Effizient arbeiten Foto: Thinkstock

Zeitfresser kosten uns Geld und Lebensqualität. Wie man lernt, Prioritäten zu setzen, den Alltag besser zu organisieren und manchmal auch Nein zu sagen.

Zurück vom Urlaub quillt das Postfach vor E-Mails über, das Telefon hört nicht zu klingeln auf und die Kollegen geben sich die Klinke in die Hand, um auf die Dringlichkeit bestimmter Anfragen hinzuweisen. Die Erholung ist zunichte, sobald man das Büro betreten und den Computer gestartet hat. Auch das Abtragen des Aufgabenberges klappt nicht so, wie man sich das vorgestellt hat. Kaum eine Tätigkeit kann ohne Unterbrechung durchgeführt werden. So bleiben am Ende des Tages jede Menge unerledigte Arbeiten übrig – mit der Aussicht, dass es auch die restliche Woche mit Stress und permanentem Zeitmangel weitergehen wird.

Durchschnittlich elf Minuten beschäftigt sich einer Studie aus dem Jahr 2004 zufolge ein Büroangestellter mit einem Thema, bevor er unterbrochen wird. Das klingt aus heutiger Sicht ziemlich lange.
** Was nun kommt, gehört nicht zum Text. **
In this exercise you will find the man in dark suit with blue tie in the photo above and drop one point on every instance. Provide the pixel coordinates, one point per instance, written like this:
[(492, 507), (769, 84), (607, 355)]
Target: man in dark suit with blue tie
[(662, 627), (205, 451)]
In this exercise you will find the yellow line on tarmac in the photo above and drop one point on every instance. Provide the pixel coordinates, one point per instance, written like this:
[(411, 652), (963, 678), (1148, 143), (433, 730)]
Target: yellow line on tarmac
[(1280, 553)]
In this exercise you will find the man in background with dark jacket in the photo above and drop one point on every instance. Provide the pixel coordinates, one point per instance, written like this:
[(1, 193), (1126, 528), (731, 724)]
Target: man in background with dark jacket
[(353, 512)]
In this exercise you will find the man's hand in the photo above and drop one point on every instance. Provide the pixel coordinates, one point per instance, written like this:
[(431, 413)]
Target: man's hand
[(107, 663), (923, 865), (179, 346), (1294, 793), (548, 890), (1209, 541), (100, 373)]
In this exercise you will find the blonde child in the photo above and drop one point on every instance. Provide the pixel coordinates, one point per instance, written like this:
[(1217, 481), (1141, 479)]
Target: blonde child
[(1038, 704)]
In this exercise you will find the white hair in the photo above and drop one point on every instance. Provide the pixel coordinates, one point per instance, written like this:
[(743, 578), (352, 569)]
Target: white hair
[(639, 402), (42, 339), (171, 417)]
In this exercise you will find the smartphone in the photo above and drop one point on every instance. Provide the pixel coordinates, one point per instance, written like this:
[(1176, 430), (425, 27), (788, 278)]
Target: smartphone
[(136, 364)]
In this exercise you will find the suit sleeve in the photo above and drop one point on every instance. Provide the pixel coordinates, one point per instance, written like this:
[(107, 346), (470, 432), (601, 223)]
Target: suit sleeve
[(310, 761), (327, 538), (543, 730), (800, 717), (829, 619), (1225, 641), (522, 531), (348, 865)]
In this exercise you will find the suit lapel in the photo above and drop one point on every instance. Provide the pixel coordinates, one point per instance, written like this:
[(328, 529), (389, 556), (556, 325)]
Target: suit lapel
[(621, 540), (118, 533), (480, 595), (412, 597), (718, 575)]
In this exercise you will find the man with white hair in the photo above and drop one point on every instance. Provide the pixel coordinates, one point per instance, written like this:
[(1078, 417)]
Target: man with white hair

Gloria Mark, Professorin für IT-Wissenschaften an der University of California, stoppte und analysierte in einer kalifornischen Hightech-Firma die Arbeitsabläufe von Mitarbeitern und Führungskräften in 700 Arbeitsstunden. Das Ergebnis: Nach jeder Unterbrechung wendet sich der Büroangestellte mindestens zwei anderen Aufgaben zu, bevor er zu seiner ursprünglichen Tätigkeit zurückkehrt. Das ist erst nach 25 Minuten der Fall – und er muss sich dann in diese Aufgabe erst wieder hineindenken. Inzwischen sind aber neue E-Mails eingetroffen, auch das Telefon klingelt wieder.

Multitasking bremst

Die vielen Unterbrechungen versuchen viele Mitarbeiter durch Multitasking aufzuholen. Wie Marks herausfand, waren die Angestellten des Unternehmens immer mit mehreren Arbeiten gleichzeitig beschäftigt, im Durchschnitt waren es zwölf Tätigkeiten. Während eines Telefonats wurden E-Mails gelöscht oder beantwortet, auch dieses Gespräch aber unterbrochen, weil das Handy klingelte, ein Kollege eine kurze Frage hatte oder in den Unterlagen ein bestimmtes Schriftstück suchte. Durch die wiederholten Ablenkungen gehen nicht nur täglich zwei Stunden Arbeitszeit verloren, wie die Wissenschafterin errechnete. Die unregelmäßige Arbeitsweise führt auch vermehrt zu Fehlern, bedingt durch Stress und eine verminderte Konzentrationsfähigkeit.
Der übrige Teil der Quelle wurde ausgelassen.